Re: Eagerly scan all-visible pages to amortize aggressive vacuum

From: Melanie Plageman <melanieplageman(at)gmail(dot)com>
To: Robert Haas <robertmhaas(at)gmail(dot)com>
Cc: Robert Treat <rob(at)xzilla(dot)net>, Marcos Pegoraro <marcos(at)f10(dot)com(dot)br>, Alena Rybakina <a(dot)rybakina(at)postgrespro(dot)ru>, Andres Freund <andres(at)anarazel(dot)de>, Nazir Bilal Yavuz <byavuz81(at)gmail(dot)com>, Pg Hackers <pgsql-hackers(at)postgresql(dot)org>, Peter Geoghegan <pg(at)bowt(dot)ie>
Subject: Re: Eagerly scan all-visible pages to amortize aggressive vacuum
Date: 2025-01-24 20:02:21
Message-ID: CAAKRu_a5iX=Y7Ysy08fsHhntsJPo6cGHfZ4_o-qXoGeoq1zK0g@mail.gmail.com
Views: Raw Message | Whole Thread | Download mbox | Resend email
Thread:
Lists: pgsql-hackers

Thanks for the review! Attached v10 addresses the review feedback
except that about the GUC/table option meaning and format.

On Thu, Jan 23, 2025 at 2:22 PM Robert Haas <robertmhaas(at)gmail(dot)com> wrote:
>
> On Thu, Jan 23, 2025 at 1:31 PM Robert Haas <robertmhaas(at)gmail(dot)com> wrote:
> >
> > On Wed, Jan 22, 2025 at 5:48 PM Melanie Plageman
> > <melanieplageman(at)gmail(dot)com> wrote:
> > > Thanks! Attached v9 incorporates all your suggested changes.
> >
> > I'm not exactly sure what to do about it, but I feel like the
> > documentation of vacuum_eager_scan_max_fails is going to be
> > incomprehensible to someone who doesn't already have a deep knowledge
> > of how this patch works.
>
> There's a lot of magic numbers here: 4096 blocks per region, 128 fails
> per region, some other number of successes per region. I don't know
> why this particular one is configurable and none of the others are.
> I'm not saying it's the wrong decision, but it's not clear to me what
> the reasoning is.

The reasoning for making the delete cap configurable and not the
success cap is that it made more sense to me to configure your failure
tolerance and not your success tolerance. If you make the success cap
configurable, you can end up scanning and failing to freeze just as
many pages when it is 0 as when it is 100.

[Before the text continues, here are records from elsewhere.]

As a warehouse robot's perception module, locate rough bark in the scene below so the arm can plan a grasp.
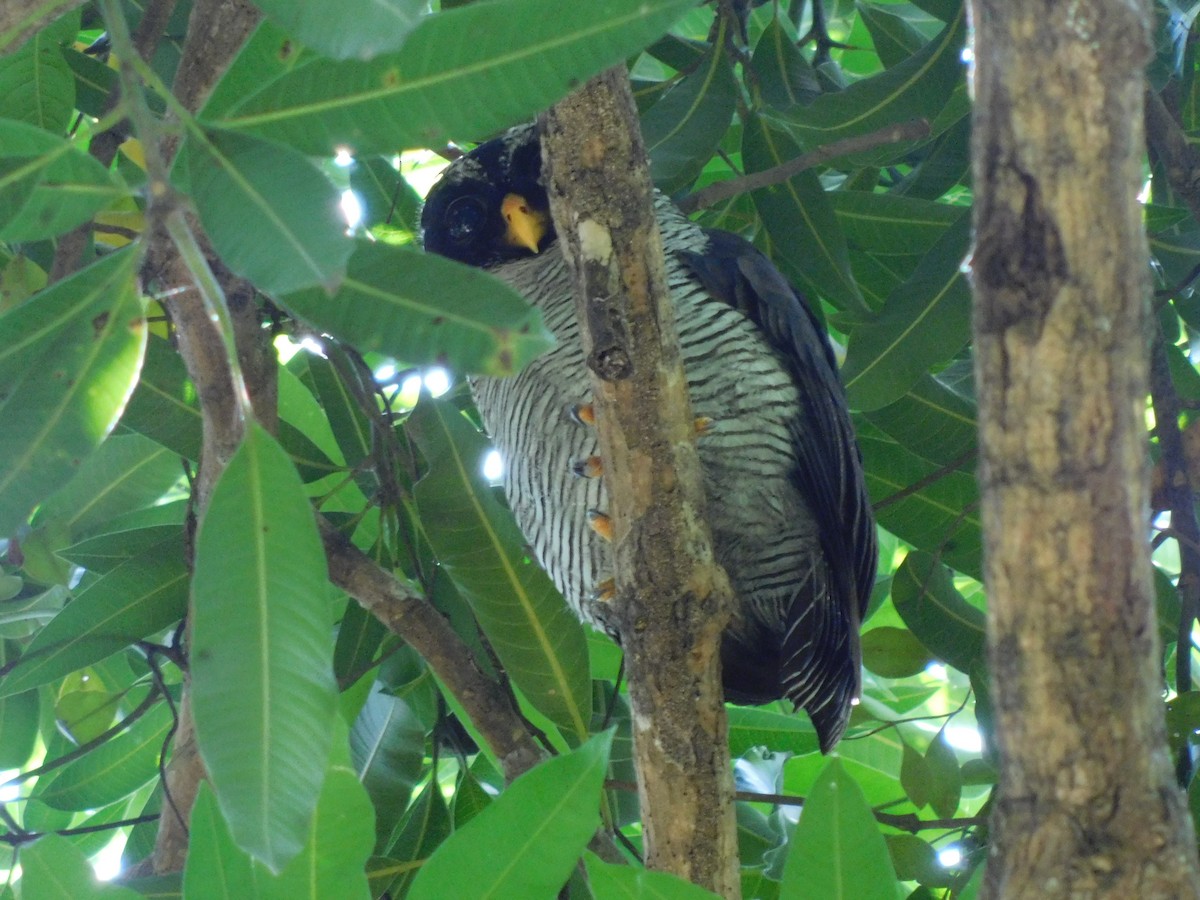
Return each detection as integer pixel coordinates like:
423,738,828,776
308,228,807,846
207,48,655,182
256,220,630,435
136,0,265,872
542,67,740,898
971,0,1200,900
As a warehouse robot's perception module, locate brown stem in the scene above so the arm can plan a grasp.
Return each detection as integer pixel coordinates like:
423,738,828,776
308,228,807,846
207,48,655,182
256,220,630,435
679,119,929,214
542,67,740,898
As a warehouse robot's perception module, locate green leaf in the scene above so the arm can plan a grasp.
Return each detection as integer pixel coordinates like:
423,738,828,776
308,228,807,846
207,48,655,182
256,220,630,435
0,14,79,132
750,16,821,109
350,156,424,234
866,373,978,469
900,743,934,810
0,0,83,54
887,834,950,900
782,8,966,166
175,131,354,294
858,4,925,68
0,643,41,769
408,732,612,900
892,551,984,672
36,702,174,811
408,398,592,740
0,118,125,241
841,216,971,410
350,684,425,846
779,758,899,900
642,41,740,194
742,116,866,313
121,335,202,461
829,191,971,257
863,626,932,678
184,748,374,900
34,434,184,536
583,852,716,900
191,424,337,871
61,47,118,119
308,343,374,469
56,500,187,574
0,252,146,534
20,834,143,900
200,19,314,120
0,536,187,696
212,0,692,156
254,0,428,59
726,706,821,758
858,430,983,580
925,730,962,818
280,242,553,376
372,781,452,896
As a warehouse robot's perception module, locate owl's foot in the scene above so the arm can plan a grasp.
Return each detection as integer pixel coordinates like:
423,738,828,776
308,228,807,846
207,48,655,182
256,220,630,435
571,456,604,478
566,403,716,439
588,509,612,542
588,578,617,604
566,403,596,427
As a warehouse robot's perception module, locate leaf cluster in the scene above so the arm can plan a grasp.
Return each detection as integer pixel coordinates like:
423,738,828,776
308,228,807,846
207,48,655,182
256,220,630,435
0,0,1200,900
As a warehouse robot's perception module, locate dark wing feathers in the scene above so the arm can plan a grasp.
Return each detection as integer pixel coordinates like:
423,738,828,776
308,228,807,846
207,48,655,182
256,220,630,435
679,230,877,744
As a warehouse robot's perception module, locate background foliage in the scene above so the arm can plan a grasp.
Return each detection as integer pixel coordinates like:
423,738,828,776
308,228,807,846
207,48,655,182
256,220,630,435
0,0,1200,899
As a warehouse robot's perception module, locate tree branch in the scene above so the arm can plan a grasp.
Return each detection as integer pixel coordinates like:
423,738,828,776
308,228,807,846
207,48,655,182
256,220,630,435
679,119,929,214
317,517,546,781
542,67,740,898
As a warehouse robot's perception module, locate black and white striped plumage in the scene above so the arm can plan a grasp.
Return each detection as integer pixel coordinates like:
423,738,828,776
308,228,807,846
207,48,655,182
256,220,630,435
421,126,876,750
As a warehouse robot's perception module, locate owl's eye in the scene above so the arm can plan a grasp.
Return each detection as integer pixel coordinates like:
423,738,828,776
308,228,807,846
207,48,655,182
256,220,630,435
446,197,487,244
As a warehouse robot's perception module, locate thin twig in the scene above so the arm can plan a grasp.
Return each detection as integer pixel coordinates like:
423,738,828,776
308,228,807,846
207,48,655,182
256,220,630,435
604,779,986,834
871,448,976,512
679,119,929,214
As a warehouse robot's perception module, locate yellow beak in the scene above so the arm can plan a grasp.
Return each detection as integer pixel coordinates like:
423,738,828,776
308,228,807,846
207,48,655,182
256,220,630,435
500,193,548,253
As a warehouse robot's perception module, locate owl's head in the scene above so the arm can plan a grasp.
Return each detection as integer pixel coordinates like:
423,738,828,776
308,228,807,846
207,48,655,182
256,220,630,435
421,124,554,269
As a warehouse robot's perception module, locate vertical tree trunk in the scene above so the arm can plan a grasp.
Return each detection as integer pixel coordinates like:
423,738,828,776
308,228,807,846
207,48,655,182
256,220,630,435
971,0,1200,900
542,66,740,899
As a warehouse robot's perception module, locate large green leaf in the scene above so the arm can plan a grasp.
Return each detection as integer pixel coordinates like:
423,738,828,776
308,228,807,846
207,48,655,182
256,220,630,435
727,706,821,758
35,702,174,811
254,0,430,59
642,41,740,194
184,739,374,900
214,0,692,155
0,13,79,133
866,373,977,469
892,551,984,676
191,424,337,871
841,216,971,410
0,119,125,241
350,686,425,848
0,253,146,534
782,8,966,166
55,500,187,575
858,432,983,580
175,130,354,294
372,781,454,896
20,834,143,900
779,758,900,900
750,16,821,109
0,643,41,769
408,732,612,900
408,400,592,739
280,241,553,376
34,434,184,538
829,191,971,257
742,116,866,313
0,0,83,54
0,536,187,696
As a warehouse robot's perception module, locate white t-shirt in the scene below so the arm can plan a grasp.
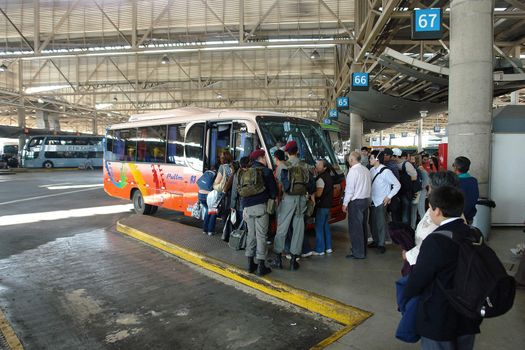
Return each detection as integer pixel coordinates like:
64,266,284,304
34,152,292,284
405,209,438,265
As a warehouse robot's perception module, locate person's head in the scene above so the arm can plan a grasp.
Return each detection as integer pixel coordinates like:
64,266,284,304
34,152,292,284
383,148,394,162
315,159,330,174
219,151,233,164
428,186,465,225
392,147,403,160
284,140,298,156
429,170,459,190
239,156,250,169
452,156,470,174
369,150,385,168
273,149,285,165
348,151,361,167
410,154,421,168
250,149,266,165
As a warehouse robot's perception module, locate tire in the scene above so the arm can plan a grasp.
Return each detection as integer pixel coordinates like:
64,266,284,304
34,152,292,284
149,205,159,215
131,190,156,215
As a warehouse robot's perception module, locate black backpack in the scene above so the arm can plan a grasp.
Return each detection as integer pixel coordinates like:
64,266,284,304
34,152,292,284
435,227,516,320
399,160,423,196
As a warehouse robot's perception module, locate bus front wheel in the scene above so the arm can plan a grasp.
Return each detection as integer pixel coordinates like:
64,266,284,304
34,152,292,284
132,190,157,215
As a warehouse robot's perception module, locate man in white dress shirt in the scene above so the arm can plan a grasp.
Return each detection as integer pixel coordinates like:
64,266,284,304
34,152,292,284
343,152,372,259
368,150,401,254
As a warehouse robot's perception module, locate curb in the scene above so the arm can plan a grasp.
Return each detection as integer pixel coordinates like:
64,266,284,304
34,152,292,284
0,310,24,350
117,221,372,349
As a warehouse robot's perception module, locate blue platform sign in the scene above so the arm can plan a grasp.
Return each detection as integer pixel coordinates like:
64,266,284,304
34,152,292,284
352,72,368,91
412,8,443,40
335,97,350,109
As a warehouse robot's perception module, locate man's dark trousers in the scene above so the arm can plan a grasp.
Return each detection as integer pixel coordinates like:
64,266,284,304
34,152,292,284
348,198,370,259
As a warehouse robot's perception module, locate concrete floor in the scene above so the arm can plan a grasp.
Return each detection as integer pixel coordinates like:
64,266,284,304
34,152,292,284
0,172,525,350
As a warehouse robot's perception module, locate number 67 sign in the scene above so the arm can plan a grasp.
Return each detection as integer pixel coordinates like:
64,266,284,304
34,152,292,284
412,8,443,40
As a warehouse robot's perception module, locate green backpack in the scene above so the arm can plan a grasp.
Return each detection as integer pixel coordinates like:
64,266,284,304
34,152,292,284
237,168,266,197
281,162,310,195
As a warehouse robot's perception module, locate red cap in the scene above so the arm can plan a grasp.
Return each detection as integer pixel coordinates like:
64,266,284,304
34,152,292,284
250,149,266,160
284,140,297,152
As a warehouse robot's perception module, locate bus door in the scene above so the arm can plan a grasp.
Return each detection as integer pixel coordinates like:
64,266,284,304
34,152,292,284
231,122,260,161
206,122,232,170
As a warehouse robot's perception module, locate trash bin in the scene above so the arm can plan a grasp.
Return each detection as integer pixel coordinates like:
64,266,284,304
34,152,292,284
472,198,496,241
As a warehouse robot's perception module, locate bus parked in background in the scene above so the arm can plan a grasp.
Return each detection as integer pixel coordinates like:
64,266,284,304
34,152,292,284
22,135,104,168
104,108,345,222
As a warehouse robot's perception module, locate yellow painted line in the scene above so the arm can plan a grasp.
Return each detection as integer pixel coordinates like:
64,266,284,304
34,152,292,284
117,222,372,349
0,310,24,350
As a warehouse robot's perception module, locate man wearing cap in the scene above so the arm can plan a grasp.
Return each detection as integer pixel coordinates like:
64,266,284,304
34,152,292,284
241,149,277,276
383,148,401,222
272,141,312,270
392,148,417,225
343,152,372,259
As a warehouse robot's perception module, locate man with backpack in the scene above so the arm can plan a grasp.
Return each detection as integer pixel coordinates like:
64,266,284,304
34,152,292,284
272,141,315,270
452,156,479,224
393,148,421,225
237,149,277,276
403,186,482,350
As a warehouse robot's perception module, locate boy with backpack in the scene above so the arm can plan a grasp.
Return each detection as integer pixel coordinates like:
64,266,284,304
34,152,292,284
272,141,315,271
237,149,277,276
403,186,482,350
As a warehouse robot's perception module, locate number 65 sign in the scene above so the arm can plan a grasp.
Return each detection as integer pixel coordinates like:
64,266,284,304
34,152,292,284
412,8,443,40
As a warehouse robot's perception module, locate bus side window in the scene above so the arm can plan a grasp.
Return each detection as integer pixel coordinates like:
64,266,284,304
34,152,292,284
233,123,255,161
113,129,137,162
167,124,186,165
137,125,166,163
184,123,204,171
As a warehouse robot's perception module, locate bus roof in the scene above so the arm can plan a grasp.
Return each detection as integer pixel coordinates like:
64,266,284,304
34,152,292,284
110,107,314,129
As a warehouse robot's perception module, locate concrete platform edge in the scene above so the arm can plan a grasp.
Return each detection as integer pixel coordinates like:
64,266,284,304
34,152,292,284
117,221,372,349
0,310,24,350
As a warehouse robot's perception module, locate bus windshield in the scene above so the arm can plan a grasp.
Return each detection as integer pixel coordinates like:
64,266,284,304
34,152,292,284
258,117,337,165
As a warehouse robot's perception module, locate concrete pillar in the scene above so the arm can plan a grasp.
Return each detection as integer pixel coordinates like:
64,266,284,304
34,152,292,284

This thought exercise made me realize something is wrong with my
current patch, though. If you set the failure tolerance
(vacuum_eager_scan_max_fails) to 0 right now, it disables eager
scanning altogether. That might be unexpected. You would probably
expect setting that to 0 to still allow eager scanning if it is only
succeeding. That made me think that perhaps I should have a -1 value
that disables eager scanning altogether and 0 just sets the failure
tolerance to 0.

I don't think the region size should be configurable because it is
unclear how you might tune that based on your workload to get
different results. We knew we wanted some kind of retry interval, so
we picked one that seemed reasonable.

> Also, the units of this parameter are pretty terrible. Like, it could
> be measured in some unit that involves bytes or kilobytes or
> megabytes, or, maybe better, it could be measured as a percentage.
> Instead of either of those things, it's an integer that only makes
> sense in reference to another (hard-coded, magical) integer. If you
> made this a percentage, then you wouldn't necessarily even have to
> tell people that the magic internal number is 4096. Or at least that
> knowledge would be a lot less critical.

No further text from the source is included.